La décision de la Ville dans ce nouveau montage juridique est une décision abrupte et apparemment précipitée. Elle manque de clarté et comporte toujours des ambiguïtés juridiques.
Nous souhaitons vivement qu'au-delà du vote d'aujourd'hui, les prochaines semaines soient utilisées pour mieux clarifier la situation.
M. Michel ROUSSIN, adjoint, président. - Merci, Monsieur BRAVO.
Monsieur LEGARET, je vous donne la parole pour répondre à M. BRAVO.
M. Jean-François LEGARET, adjoint, au lieu et place de Mme Marie-Thérèse HERMANGE, adjoint, au nom de la 5e Commission. - Je répondrai brièvement à M. BRAVO à la place de Mme HERMANGE qui n'est pas en séance en ce moment.
Sur le plan des principes, M. BRAVO évoque une fois de plus le problème des associations, sujet maintes fois évoqué.
Je répondrai très clairement à M. BRAVO que tout d'abord, cette association n'est pas une association paramunicipale, elle n'a pas été créée à l'initiative de la Ville, elle n'est pas un prolongement de l'administration municipale.
Effectivement, une étude est en cours sur un rapport qui sera communiqué, comme l'a indiqué M. BRAVO ; ce sont les informations qui figurent dans la délibération.
Une clarification est en cours, c'est vrai, et le Conseil de Paris sera bien entendu informé des évolutions qui seront suggérées à la suite de ce travail de réflexion.
Voilà ce que je peux répondre à M. BRAVO.
Mais que M. BRAVO ne se livre pas systématiquement à cette espèce de chasse aux sorcières dans le monde associatif car je trouve que l'exercice n'est pas très sain, qu'il n'est pas très positif, que ce n'est pas dans ce sens-là que nous avons travaillé ensemble, notamment en première Commission, mais plutôt sur le plan des principes, de la présentation et de la communication à l'ensemble des élus de l'ensemble des documents.
Sur cette association, des évolutions sont en train de se produire.
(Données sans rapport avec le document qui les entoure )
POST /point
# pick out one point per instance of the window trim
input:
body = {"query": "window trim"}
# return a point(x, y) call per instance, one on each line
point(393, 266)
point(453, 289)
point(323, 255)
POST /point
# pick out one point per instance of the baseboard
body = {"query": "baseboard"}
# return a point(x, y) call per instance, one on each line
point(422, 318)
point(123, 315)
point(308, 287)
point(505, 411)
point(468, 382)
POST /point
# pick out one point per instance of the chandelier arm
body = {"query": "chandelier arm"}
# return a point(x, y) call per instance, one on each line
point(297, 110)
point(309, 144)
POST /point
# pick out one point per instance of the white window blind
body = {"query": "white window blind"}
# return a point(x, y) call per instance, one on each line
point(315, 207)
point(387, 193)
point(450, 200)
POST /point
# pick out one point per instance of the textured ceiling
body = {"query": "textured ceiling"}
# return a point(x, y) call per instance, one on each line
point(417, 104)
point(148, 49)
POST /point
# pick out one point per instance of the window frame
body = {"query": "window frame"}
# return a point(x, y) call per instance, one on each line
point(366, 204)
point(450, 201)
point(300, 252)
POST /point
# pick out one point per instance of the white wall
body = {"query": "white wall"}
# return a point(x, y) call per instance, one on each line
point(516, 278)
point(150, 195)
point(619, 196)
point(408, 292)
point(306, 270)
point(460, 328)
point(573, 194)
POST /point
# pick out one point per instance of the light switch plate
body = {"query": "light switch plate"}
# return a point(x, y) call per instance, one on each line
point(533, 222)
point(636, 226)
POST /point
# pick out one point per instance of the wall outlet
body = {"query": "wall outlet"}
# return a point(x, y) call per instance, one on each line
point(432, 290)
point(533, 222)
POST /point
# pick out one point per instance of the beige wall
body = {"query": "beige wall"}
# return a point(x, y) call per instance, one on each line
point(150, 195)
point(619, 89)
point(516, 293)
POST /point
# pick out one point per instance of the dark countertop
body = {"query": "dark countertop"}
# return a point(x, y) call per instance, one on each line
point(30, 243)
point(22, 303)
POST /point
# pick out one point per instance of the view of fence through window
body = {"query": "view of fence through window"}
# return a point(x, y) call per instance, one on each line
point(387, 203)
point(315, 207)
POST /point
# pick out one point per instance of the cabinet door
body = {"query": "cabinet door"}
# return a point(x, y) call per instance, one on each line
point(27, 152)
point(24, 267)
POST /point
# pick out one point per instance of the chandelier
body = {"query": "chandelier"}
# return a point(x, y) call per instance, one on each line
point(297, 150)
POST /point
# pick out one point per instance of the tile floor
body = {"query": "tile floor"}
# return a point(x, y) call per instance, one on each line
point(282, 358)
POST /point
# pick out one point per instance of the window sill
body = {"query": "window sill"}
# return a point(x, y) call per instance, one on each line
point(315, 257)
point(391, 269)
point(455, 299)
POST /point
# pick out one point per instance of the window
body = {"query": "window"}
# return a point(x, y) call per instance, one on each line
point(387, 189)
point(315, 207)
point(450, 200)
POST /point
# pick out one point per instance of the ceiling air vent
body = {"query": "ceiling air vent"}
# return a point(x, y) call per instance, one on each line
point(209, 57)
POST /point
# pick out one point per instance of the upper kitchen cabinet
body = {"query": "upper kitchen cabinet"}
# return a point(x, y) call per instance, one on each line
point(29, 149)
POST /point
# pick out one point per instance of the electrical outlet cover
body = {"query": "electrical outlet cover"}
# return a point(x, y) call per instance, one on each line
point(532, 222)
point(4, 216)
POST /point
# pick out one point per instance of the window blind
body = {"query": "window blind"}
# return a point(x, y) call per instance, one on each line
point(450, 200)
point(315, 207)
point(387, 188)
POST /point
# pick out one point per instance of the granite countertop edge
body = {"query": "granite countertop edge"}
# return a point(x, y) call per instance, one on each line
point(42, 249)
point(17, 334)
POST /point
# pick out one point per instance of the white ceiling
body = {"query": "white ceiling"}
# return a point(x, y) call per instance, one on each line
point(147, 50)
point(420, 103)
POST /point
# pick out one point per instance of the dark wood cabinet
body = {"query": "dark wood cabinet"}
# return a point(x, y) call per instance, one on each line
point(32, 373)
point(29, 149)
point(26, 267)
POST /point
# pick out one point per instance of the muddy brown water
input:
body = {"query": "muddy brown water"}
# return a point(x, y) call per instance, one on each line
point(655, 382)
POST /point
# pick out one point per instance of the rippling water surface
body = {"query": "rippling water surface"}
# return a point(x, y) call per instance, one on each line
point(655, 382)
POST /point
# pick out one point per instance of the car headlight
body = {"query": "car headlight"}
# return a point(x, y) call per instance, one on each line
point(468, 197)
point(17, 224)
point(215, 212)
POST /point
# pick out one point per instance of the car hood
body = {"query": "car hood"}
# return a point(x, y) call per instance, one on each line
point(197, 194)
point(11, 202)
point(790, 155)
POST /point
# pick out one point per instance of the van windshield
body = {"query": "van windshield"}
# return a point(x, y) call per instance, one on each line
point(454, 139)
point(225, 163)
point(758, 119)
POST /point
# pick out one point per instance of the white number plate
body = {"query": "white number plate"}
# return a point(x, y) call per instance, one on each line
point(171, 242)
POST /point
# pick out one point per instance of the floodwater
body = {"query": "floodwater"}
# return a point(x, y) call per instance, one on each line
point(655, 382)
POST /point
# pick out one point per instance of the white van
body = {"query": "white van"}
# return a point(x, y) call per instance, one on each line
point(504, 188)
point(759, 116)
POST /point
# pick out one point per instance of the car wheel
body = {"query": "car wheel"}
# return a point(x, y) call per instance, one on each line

Dès que ces études seront faites, que la clarification sera parfaite, le Conseil de Paris sera bien entendu tenu informé.
M. Michel ROUSSIN, adjoint, président. - Je vous remercie.
Je mets aux voix, à main levée, le projet de délibération ASES 25.
Qui est pour ?
Contre ?
Abstentions ?
Le projet de délibération est adopté à la majorité, les groupes communiste, du Mouvement des citoyens, Mmes CATALA, SCHERER, SILHOUETTE, BILLARD et M. BLET n'ayant pas pris part au vote. (1998, ASES 25).